No se molestó en mirar o hablar a Kellhus durante un rato, aunque algo en su interior se mantuvo encogido durante todo ese tiempo. Cuanto más evitaba mirar a ese hombre, más temible le parecía volverse. Le resultaba más divino.
«¿Qué ves?»
Cnaiur se apretó los ojos con los dedos para hacer que desaparecieran las imágenes de Bannut.
La lluvia duró un día más antes de convertirse en una llovizna que velaba las lejanas laderas con capas de niebla. Otro día pasó antes de que se secara su lana y su cuero.
No mucho después, Cnaiur se obsesionó con la idea de matar al dunyaino mientras durmiera. Habían estado hablando de hechicería, con mucho el tema más frecuente de sus escasas conversaciones. El dunyaino se refería a ella constantemente, incluso le hablaba a Cnaiur de una derrota que había sufrido a manos de un guerrero–mago nohombre en el lejano norte. Al principio Cnaiur había dado por hecho que esa preocupación era debida a algún miedo del dunyaino, como si la hechicería fuera la única cosa que su dogma no era capaz de digerir. Pero entonces se le ocurrió que Kellhus sabía que él consideraba inofensivo hablar de hechicería y que por eso la utilizaba, para romper el silencio con la esperanza de conducirle hacia temas más útiles. Hasta la historia del nohombre, advirtió Cnaiur, era probablemente otra mentira, una falsa confesión pronunciada con el objetivo de implicarle en un intercambio de confesiones.
Después de descubrir este último ardid, pensó incomprensiblemente: «Cuando se duerma… Esta noche le mataré cuando se duerma».
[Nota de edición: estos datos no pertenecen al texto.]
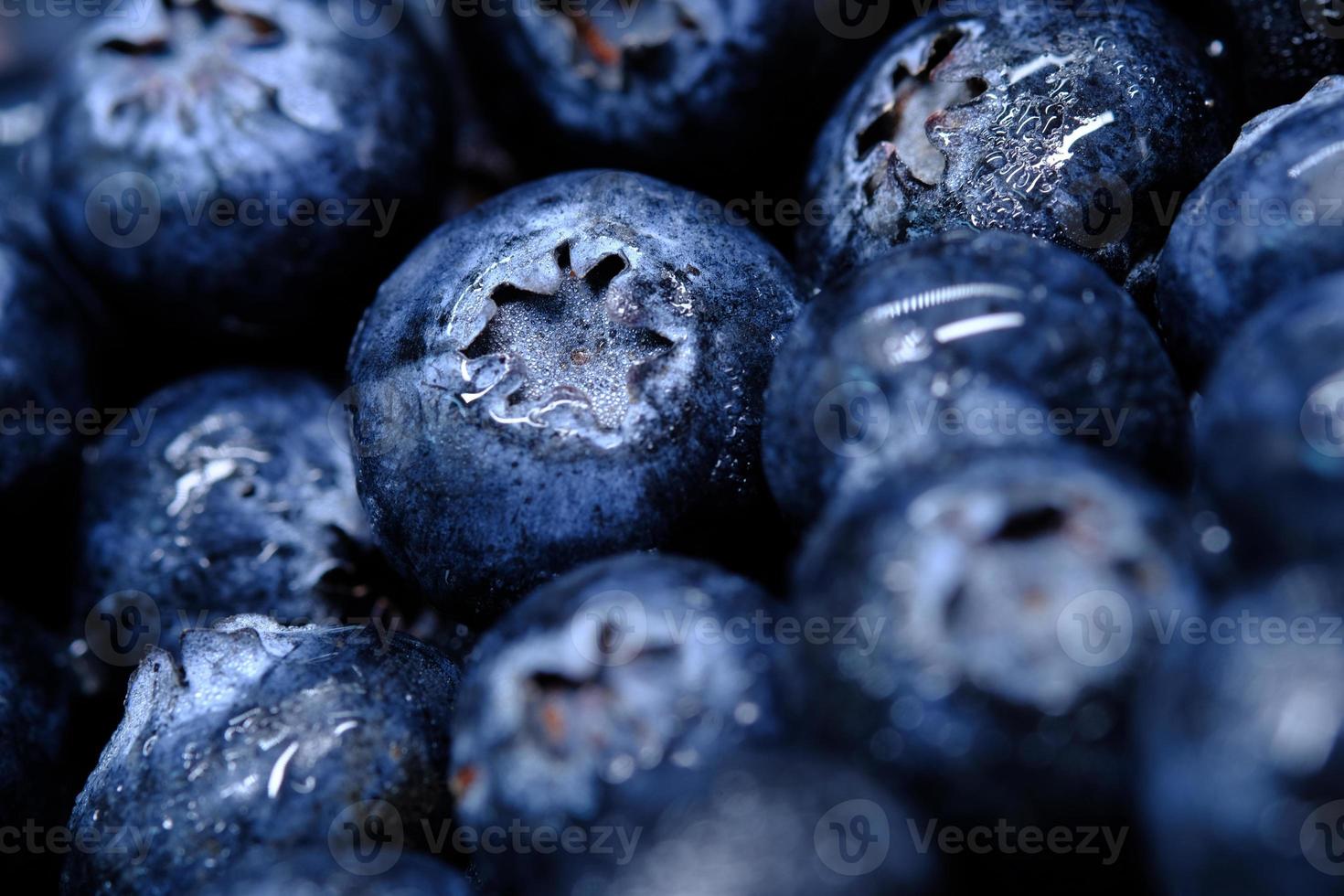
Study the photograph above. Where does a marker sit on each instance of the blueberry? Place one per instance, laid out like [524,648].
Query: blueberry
[45,366]
[1265,219]
[315,872]
[1001,617]
[263,739]
[1241,733]
[692,89]
[603,676]
[1272,429]
[571,369]
[34,724]
[1054,120]
[223,493]
[778,824]
[958,343]
[218,163]
[1278,48]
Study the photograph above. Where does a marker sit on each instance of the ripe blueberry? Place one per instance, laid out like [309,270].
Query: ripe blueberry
[225,493]
[571,369]
[1272,429]
[1266,218]
[603,675]
[218,163]
[1054,120]
[958,343]
[1243,749]
[1007,613]
[262,739]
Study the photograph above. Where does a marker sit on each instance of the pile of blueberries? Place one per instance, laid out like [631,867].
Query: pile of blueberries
[672,446]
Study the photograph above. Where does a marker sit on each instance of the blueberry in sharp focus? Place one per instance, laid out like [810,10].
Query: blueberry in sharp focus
[757,824]
[225,493]
[235,169]
[1278,48]
[688,88]
[266,738]
[1267,218]
[606,673]
[964,341]
[1004,615]
[1055,120]
[571,369]
[1243,736]
[1270,430]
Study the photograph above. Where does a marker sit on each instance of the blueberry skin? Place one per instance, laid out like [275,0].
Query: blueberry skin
[965,324]
[34,721]
[1278,48]
[781,822]
[1004,614]
[315,872]
[571,369]
[263,739]
[688,88]
[1270,449]
[242,101]
[1229,251]
[1241,746]
[240,498]
[600,677]
[1058,123]
[43,351]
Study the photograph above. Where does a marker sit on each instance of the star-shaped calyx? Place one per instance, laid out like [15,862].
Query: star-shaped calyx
[563,348]
[918,100]
[611,40]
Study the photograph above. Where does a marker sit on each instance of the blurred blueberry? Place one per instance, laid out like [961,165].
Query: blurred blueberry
[960,343]
[263,739]
[1072,123]
[998,620]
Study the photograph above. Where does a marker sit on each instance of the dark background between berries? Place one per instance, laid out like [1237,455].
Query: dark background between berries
[663,278]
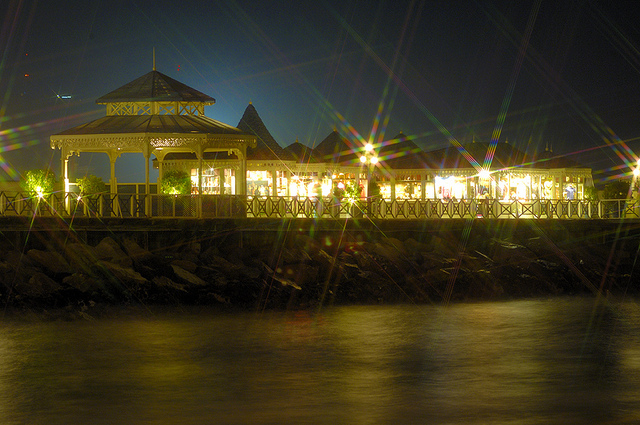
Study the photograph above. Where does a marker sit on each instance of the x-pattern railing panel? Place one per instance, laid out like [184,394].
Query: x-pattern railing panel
[134,205]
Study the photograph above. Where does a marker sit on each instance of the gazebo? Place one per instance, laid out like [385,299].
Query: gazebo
[155,115]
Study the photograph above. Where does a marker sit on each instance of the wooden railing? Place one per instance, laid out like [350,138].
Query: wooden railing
[210,206]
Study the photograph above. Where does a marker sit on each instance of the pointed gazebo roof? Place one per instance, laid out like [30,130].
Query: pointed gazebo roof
[266,148]
[154,115]
[155,87]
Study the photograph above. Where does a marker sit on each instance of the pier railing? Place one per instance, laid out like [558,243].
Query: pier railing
[210,206]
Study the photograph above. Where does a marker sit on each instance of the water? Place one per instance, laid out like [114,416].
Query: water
[558,361]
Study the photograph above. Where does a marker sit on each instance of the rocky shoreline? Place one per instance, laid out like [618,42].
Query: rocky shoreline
[296,271]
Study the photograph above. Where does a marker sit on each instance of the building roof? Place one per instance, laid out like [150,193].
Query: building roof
[155,87]
[183,124]
[472,155]
[267,148]
[401,153]
[302,154]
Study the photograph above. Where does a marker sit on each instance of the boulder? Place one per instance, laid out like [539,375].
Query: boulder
[115,272]
[109,250]
[187,277]
[189,266]
[81,257]
[82,282]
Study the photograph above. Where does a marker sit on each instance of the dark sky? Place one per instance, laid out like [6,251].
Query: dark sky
[563,74]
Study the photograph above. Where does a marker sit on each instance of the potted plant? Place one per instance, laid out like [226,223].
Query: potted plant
[91,189]
[176,182]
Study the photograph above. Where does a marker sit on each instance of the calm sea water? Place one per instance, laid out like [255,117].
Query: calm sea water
[558,361]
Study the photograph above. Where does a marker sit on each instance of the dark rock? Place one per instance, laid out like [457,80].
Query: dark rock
[51,262]
[186,277]
[39,286]
[109,250]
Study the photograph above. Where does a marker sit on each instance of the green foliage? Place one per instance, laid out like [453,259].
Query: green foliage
[176,182]
[590,193]
[40,182]
[352,191]
[91,186]
[374,189]
[618,189]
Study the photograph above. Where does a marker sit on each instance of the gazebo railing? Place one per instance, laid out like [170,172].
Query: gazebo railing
[209,206]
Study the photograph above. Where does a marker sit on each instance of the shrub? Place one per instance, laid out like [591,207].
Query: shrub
[176,182]
[618,189]
[39,182]
[91,186]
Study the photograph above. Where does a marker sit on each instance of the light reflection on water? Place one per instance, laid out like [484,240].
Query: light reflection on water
[559,361]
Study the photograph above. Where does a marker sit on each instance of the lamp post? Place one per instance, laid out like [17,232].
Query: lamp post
[369,159]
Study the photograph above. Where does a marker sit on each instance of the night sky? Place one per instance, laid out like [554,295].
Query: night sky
[559,74]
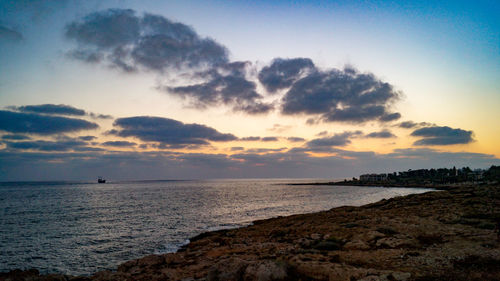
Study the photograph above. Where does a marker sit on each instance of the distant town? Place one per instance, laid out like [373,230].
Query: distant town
[463,175]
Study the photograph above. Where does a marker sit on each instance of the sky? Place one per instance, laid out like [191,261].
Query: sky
[134,90]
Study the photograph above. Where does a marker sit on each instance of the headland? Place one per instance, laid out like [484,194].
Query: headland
[441,235]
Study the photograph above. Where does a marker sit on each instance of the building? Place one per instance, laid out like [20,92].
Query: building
[373,177]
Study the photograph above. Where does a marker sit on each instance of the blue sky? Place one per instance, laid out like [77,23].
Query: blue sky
[434,65]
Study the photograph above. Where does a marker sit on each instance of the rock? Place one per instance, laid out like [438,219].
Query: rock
[266,271]
[227,270]
[371,235]
[356,245]
[400,276]
[151,261]
[315,236]
[393,243]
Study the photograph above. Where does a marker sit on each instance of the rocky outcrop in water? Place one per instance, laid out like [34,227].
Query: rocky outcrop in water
[444,235]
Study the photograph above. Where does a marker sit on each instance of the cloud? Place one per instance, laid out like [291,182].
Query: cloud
[225,84]
[295,139]
[390,117]
[384,134]
[411,124]
[442,136]
[100,116]
[123,40]
[341,96]
[31,123]
[269,139]
[15,137]
[250,139]
[279,128]
[9,35]
[86,138]
[57,109]
[264,150]
[282,73]
[46,145]
[119,143]
[340,139]
[167,132]
[30,165]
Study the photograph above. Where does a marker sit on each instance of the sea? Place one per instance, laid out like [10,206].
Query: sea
[80,228]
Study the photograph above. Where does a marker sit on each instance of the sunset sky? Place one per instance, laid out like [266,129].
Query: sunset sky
[246,89]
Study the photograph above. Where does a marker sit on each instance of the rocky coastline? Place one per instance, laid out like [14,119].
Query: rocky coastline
[442,235]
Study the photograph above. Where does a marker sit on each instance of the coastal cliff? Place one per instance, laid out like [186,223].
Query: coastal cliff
[441,235]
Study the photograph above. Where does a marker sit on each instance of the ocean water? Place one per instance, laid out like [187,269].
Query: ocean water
[81,228]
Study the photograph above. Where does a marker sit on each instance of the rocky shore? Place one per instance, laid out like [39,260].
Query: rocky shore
[441,235]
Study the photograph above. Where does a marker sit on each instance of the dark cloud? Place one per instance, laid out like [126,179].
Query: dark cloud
[128,42]
[9,35]
[442,136]
[100,116]
[119,143]
[384,134]
[86,138]
[46,145]
[226,84]
[58,109]
[390,117]
[411,124]
[167,132]
[295,139]
[15,137]
[250,139]
[341,95]
[31,123]
[282,73]
[30,165]
[264,150]
[340,139]
[279,128]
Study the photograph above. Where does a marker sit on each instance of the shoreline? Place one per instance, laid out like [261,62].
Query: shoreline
[389,185]
[426,236]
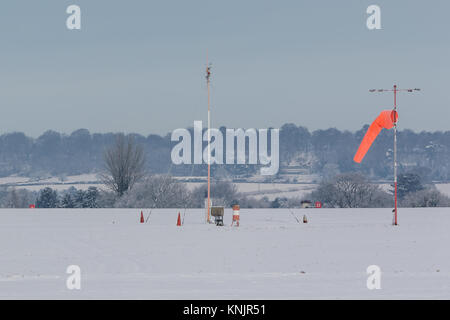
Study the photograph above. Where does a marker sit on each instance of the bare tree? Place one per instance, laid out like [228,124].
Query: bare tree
[157,192]
[124,163]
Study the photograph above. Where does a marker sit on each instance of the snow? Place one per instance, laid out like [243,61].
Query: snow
[270,256]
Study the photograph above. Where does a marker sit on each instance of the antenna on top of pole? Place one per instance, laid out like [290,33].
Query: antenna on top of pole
[395,89]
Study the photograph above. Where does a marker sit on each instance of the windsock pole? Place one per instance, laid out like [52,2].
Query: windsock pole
[395,154]
[395,119]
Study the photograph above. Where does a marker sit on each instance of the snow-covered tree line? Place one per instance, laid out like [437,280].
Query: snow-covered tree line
[325,152]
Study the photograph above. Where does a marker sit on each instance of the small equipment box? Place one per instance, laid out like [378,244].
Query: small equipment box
[217,213]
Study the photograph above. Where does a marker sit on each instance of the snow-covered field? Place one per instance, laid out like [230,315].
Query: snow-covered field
[270,256]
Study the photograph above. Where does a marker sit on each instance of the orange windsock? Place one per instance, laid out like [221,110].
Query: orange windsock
[385,120]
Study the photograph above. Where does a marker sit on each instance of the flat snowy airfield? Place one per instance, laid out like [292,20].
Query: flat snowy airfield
[270,256]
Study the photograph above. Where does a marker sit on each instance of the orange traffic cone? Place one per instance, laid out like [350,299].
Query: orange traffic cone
[179,220]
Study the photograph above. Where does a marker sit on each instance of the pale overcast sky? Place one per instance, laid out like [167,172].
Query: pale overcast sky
[138,66]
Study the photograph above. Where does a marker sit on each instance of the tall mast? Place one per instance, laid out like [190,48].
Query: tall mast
[395,154]
[208,75]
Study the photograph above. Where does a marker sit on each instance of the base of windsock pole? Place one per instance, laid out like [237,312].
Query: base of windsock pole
[236,209]
[179,220]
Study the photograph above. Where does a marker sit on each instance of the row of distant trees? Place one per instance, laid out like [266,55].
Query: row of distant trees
[130,185]
[350,190]
[326,152]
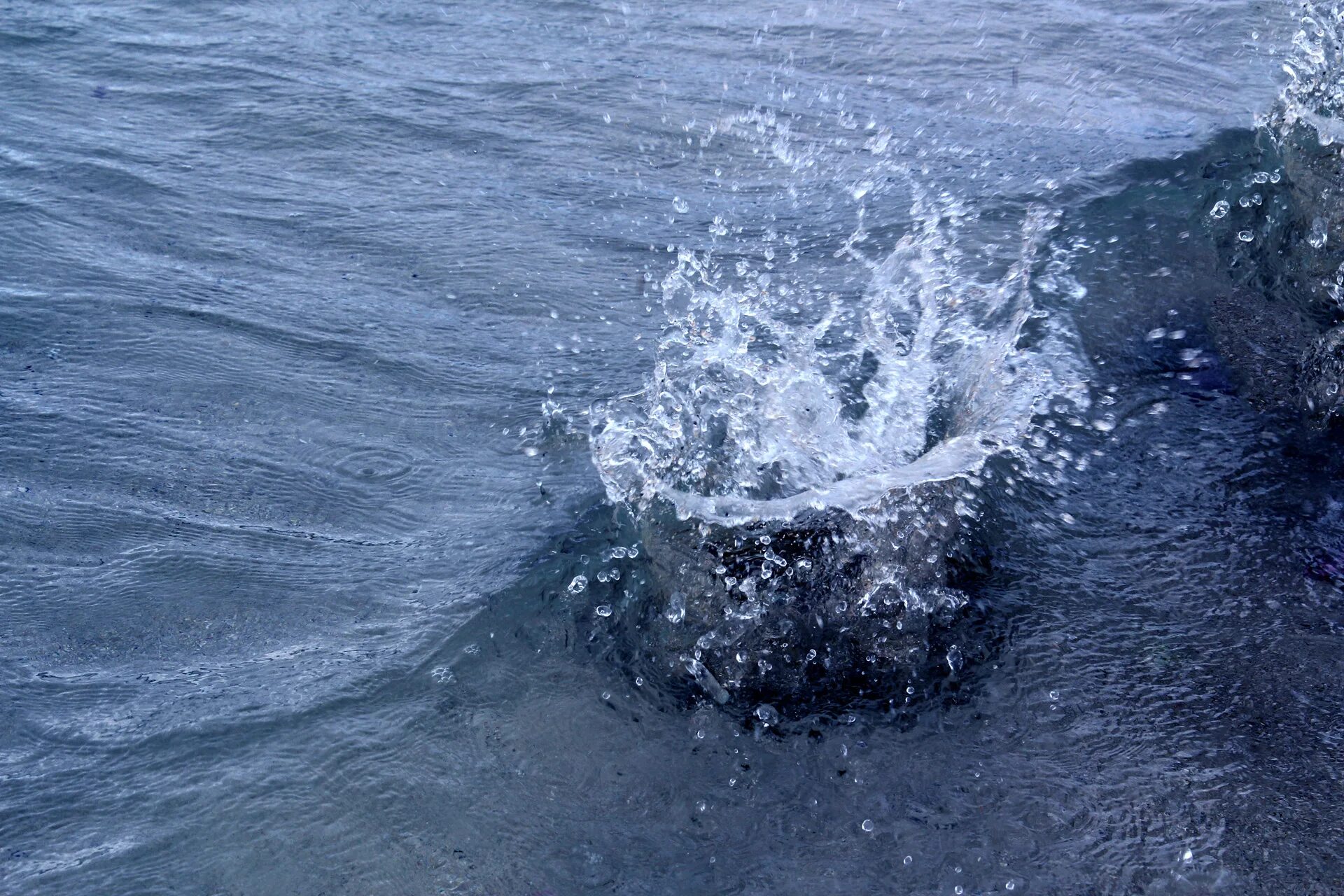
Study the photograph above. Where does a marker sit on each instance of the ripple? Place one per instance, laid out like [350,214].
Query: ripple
[375,464]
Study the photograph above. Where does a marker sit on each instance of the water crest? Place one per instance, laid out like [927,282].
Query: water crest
[804,460]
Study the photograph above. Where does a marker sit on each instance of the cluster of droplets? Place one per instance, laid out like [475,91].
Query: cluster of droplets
[768,388]
[1315,94]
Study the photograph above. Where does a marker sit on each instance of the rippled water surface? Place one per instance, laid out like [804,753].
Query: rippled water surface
[375,378]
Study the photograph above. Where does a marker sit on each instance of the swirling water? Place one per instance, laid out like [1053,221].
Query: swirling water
[304,594]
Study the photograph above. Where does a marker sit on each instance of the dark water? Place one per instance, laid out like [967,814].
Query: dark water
[284,556]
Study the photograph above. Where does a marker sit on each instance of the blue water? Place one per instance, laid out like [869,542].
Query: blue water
[286,532]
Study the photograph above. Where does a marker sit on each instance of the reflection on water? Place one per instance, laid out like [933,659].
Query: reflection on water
[302,594]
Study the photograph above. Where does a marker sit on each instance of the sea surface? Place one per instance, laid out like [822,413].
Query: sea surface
[304,314]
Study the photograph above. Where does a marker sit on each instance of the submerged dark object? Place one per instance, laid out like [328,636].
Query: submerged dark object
[1280,328]
[824,613]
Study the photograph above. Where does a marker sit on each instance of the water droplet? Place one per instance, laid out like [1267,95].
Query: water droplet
[1319,234]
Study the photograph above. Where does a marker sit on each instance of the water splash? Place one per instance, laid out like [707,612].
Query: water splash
[771,399]
[1315,94]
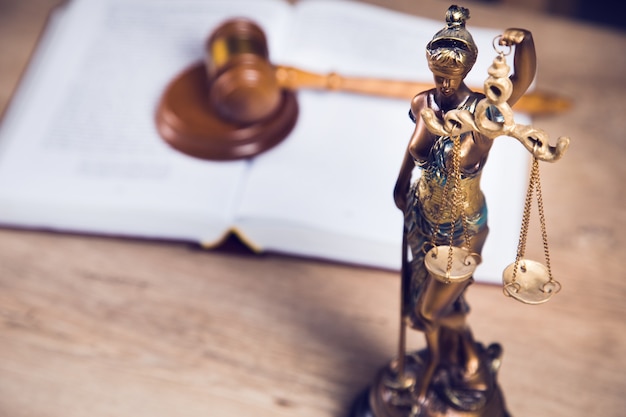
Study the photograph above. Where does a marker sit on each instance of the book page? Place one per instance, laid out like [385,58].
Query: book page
[337,170]
[79,147]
Y siguió pensando eso a pesar de que sabía que no podía matarle. Sólo sabía que Moenghus había llamado a Kellhus a Shimeh. Era improbable que le encontrara jamás sin Kellhus.
Sin embargo, la noche siguiente se deslizó de sus mantas y se arrastró sobre los fríos pastos con su sable. Se detuvo junto a las ascuas del fuego mirando las formas inertes del hombre. Respiración regular. El rostro resultaba tan tranquilo de noche como impávido de día. ¿Estaba despierto?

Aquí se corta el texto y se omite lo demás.